Food shortages within Valetta led to extortionate prices for what few supplies were still available; it is recorded that eggs sold for 10 pence each; rats were 1 shilling 8 pence each and rabbits went for 10 shillings. Eventually, after a sixteen-month siege and two years of naval blockade, the French had even run out of horse, cat and dog meat and were now losing 100 men a day to starvation and disease. The frigate Boudeuse was broken up to provide firewood, but on 24 August the frigates Diane and Justice, both with understrength crews, made a desperate break for it. They were quickly spotted and pursued. Diane proved too slow and was soon captured, but Captain Jean Villeneuve’s Justice successfully outran her pursuers and reached Toulon in safety, the only ship to successfully break the blockade. The French garrison was finally forced to surrender on 4 September 1800. The terms of the surrender handed everything over to the British, not the Maltese, whom the French refused to deal with. The handover included two Maltese ships of the line and a frigate which still lay in the harbour.

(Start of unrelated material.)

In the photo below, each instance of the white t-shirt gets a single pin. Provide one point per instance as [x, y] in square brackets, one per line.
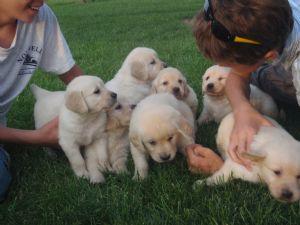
[37, 44]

In an astute and very devious move, just days before the French garrison capitulated Napoleon offered Malta to the Tsar in a clear attempt to cause disunity between the allies, but Britain was to maintain possession of the island. Its strategic position was now clear to both the British government and the Royal Navy. Situated some 60 miles south of Sicily and 200 miles from the North African coast, with an excellent deep water harbour and exceedingly strong defences, the island was in a perfect position to grant a naval power like Britain control of access between the western and eastern Mediterranean. British control of Malta would additionally make the resupply of men and equipment for the French army in Egypt extremely hazardous.

The island was made a free port and the Maltese did well under British rule because of the greatly increased trade. The island immediately became a lynchpin of British policy; it became essential to control this island fortress and it became the headquarters of the British forces in the Mediterranean and would continue as such for the remainder of the war; indeed, it would retain this vital position for the next 160 years.